The story is about the guys playing for the Team USA Quad Rugby in the 2004 season. That's a little odd, since quad rugby was, originally, a Canadian sport. However, the movie's conflict is between ex-US-champion-turned-Team-Canada coach Joe Soares and Zupan (representing Team USA and that organization's political underbelly and passions). Zupan and Soares are such similar personalities that a lot of the comic relief comes from watching them pretend they have significant differences. Zupan thinks Soares is a "traitor" since he took his experience and knowledge to the competition instead of vanishing gracefully into sports history. Soares thinks Zupan is a loudmouth brat who ought to mind his own business.
Soares, first, is not ready to retire and, second, has good reason to believe that he has been treated disrespectfully by the US organization. Soares family moved to the US, from Portugal, when he was 11. Polio took away the use of his legs and a good bit of his upper body functions. After being cut from the US team and being "forcibly" retired as a player, he tried to find a way into the US program without success. His efforts created a lot of bad blood between him, the US players, and the US team management. So, he moved to Canada and took on that team's coaching job. The film describes how that worked out for the Canadians.
Zupan was an all-around Texas teenager, excelling in sports, debauchery, and drunkenness. After drinking himself into a coma and falling asleep in the bed of a friend's pickup, he awoke to find himself clinging to a branch in a Texas marsh after being thrown from the truck when it crashed into a fence. A half-day later, he was rescued. Suffering a broken neck, Zupan found himself in a hospital, quadriplegic and pissed off. Somehow, he focused that energy into Murderball and became the US team leader. Zupan is a seriously scary dude. He was recently in the Cities promoting his new book and he's even scarier in person.

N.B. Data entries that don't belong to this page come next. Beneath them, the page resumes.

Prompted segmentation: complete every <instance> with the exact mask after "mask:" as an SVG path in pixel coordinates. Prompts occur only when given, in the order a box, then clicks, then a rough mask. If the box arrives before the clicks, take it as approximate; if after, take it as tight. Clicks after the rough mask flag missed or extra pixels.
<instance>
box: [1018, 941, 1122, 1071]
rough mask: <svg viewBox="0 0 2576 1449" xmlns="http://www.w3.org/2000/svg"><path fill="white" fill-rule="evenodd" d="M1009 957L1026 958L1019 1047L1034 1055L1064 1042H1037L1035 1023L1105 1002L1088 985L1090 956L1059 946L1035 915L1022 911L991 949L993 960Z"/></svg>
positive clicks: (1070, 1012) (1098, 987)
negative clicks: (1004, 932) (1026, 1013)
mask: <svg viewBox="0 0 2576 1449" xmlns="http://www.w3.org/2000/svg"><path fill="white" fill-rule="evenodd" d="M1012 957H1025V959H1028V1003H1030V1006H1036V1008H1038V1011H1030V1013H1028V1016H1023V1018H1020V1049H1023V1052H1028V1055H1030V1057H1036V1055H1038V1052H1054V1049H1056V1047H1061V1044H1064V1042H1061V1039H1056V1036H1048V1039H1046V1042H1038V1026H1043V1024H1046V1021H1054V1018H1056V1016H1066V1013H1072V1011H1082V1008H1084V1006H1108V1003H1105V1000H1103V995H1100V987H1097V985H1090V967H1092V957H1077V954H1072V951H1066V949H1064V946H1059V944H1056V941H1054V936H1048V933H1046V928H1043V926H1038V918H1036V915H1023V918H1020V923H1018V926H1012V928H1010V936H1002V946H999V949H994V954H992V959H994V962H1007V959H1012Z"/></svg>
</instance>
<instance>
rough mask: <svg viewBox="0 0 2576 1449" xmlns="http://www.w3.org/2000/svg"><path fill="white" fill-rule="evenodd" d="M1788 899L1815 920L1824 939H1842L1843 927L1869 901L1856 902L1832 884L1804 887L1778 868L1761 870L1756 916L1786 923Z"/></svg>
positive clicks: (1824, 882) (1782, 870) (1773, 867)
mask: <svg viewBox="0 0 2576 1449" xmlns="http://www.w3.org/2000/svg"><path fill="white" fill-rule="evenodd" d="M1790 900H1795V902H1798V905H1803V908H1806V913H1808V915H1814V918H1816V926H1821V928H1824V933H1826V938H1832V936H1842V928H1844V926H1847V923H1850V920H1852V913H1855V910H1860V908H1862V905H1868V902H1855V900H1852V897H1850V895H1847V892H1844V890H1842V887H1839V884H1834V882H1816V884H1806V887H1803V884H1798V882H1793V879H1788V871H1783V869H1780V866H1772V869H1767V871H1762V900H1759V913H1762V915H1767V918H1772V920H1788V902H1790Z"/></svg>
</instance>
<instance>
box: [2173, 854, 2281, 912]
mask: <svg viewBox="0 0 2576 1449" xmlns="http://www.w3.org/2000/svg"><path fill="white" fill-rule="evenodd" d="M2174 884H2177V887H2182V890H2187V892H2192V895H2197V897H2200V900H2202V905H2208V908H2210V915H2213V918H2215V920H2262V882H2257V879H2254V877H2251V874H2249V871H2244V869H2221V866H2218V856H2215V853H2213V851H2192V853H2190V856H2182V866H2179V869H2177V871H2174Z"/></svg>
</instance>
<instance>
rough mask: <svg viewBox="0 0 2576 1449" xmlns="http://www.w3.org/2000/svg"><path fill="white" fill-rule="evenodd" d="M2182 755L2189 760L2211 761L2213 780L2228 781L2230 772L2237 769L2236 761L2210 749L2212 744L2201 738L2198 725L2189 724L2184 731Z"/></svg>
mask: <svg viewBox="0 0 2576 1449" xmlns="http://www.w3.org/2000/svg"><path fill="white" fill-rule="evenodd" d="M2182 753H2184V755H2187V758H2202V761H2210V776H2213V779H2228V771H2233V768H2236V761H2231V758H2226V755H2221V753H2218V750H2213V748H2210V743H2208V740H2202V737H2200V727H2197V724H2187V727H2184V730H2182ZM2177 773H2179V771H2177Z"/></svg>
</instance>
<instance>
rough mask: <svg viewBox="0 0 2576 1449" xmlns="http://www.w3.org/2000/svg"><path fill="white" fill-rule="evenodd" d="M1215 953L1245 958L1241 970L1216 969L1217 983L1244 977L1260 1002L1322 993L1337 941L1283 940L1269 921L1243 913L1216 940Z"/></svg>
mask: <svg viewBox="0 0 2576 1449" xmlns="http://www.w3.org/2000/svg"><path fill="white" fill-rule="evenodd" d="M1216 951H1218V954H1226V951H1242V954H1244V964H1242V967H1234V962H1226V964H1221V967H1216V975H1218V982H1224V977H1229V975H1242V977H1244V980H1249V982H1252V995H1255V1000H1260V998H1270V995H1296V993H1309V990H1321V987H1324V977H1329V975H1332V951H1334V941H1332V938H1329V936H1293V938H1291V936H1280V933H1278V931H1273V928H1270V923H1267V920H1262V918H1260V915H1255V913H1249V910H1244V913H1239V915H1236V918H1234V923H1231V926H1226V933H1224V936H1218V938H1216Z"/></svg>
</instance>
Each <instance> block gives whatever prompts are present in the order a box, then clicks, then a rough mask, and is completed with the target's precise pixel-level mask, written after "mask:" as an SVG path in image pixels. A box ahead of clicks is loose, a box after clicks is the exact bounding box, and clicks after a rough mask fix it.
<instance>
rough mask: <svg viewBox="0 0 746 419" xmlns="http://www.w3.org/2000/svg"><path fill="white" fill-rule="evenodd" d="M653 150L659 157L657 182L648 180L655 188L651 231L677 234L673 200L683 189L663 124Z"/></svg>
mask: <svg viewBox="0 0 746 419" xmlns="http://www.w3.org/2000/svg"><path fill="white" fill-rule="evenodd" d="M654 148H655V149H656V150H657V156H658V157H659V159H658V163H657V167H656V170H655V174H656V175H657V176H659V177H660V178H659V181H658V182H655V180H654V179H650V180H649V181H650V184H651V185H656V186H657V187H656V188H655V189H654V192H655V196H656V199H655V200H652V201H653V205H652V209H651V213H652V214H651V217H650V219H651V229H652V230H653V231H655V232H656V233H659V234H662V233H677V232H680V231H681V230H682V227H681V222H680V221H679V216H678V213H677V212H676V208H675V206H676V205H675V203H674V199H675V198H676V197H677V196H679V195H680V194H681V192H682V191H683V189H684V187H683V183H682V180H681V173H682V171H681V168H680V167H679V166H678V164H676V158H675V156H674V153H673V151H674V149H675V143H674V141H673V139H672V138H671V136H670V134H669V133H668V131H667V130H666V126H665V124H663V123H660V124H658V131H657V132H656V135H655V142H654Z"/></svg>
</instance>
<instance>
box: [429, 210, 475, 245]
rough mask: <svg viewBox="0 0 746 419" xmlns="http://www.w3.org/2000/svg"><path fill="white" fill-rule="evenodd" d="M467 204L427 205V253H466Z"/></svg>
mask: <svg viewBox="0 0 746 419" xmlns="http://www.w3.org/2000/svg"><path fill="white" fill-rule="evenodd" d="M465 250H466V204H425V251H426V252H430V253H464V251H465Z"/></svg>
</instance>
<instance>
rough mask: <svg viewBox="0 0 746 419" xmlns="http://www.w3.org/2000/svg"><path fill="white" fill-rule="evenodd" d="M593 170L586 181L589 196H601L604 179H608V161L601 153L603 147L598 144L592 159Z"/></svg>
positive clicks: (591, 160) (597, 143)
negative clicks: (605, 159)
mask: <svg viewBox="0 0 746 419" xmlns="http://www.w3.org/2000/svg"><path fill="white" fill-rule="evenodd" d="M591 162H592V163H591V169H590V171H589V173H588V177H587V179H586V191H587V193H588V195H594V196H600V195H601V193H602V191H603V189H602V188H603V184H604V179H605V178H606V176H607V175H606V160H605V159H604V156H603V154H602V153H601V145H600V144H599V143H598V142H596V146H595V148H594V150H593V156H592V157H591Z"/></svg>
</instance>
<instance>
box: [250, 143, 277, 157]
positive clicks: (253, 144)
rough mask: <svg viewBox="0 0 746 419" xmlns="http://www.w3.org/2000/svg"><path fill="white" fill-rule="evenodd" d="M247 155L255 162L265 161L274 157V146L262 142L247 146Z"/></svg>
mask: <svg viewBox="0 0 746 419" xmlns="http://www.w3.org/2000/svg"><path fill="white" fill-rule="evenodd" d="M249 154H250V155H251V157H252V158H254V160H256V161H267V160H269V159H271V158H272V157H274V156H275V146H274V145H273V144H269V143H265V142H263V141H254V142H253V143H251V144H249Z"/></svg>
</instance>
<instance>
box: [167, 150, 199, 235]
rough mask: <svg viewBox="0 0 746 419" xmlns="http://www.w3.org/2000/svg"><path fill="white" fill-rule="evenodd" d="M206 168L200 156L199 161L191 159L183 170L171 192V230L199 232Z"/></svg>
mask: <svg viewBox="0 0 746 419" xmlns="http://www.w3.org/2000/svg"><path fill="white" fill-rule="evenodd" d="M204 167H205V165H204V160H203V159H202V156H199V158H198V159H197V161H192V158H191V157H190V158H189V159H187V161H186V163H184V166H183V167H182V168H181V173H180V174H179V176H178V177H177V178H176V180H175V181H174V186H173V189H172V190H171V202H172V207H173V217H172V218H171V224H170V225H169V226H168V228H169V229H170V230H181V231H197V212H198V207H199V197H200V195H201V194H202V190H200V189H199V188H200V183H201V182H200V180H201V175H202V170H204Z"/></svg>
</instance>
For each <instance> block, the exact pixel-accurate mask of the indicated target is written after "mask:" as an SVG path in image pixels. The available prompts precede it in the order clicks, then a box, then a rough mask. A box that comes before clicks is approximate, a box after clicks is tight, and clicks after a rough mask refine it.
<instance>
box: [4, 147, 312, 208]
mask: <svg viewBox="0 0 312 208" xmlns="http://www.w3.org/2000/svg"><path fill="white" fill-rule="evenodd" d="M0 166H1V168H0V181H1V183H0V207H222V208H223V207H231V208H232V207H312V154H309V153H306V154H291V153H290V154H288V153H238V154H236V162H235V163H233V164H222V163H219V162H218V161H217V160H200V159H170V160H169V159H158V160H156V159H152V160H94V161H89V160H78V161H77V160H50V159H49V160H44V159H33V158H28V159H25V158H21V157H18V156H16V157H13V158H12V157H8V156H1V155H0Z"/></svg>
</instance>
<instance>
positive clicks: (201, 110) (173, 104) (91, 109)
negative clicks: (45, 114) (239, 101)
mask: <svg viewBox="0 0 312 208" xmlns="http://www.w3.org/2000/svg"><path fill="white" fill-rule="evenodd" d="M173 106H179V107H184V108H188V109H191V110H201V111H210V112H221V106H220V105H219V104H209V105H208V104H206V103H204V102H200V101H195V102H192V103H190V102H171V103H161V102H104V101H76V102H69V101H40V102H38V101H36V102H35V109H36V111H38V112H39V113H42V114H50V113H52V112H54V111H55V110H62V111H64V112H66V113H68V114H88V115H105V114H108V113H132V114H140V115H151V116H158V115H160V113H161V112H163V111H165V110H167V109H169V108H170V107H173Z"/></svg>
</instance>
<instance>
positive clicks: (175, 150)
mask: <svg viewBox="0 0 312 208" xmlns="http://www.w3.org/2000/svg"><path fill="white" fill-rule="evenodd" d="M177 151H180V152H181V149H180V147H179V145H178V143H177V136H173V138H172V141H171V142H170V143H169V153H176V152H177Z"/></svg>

The final game of the film, the 2004 Para-Olympics Quad Rugby quarter finals against Joe Soares' Canadian team, provides some of the best sporting event film editing I've ever seen. This is a complicate game, with strength, stamina, and punishment equal to anything you've ever seen; but it's all performed on wheelchairs. Turning that into a spectator perspective that is compelling, let alone exciting, is a technological achievement equal to anything you've seen on film. In the end, both teams were upset by New Zealand. In the first ever defeat of the US team in Quad Rugby, Canada got the silver medal, the US finished in bronze, and New Zealand, brought home the 2004 gold medal. If you're a nationalist homer, that's probably a letdown, but there are no bad guys in Murderball. Just guys who stopped worrying about what other folks think and tossed themselves into this insane sport as if it would be the last thing they would ever do that mattered.
Bob Lujiano, probably the most physically affected player in the film, sums up the whole message in a short, mid-film conversation with a group of grade school kids, "I'm alright. That's all that matters. I'm alive. I use everything that I have to get through life. That's what we all have to do, use everything we have." He puts every limitation, every self-imposed boundary that we allow ourselves to use as excuses for not doing what we love or what we need to do, into perspective. Use everything you have to get through your life. Ride safe, fast, and long and play a little Murderball when you get the chance.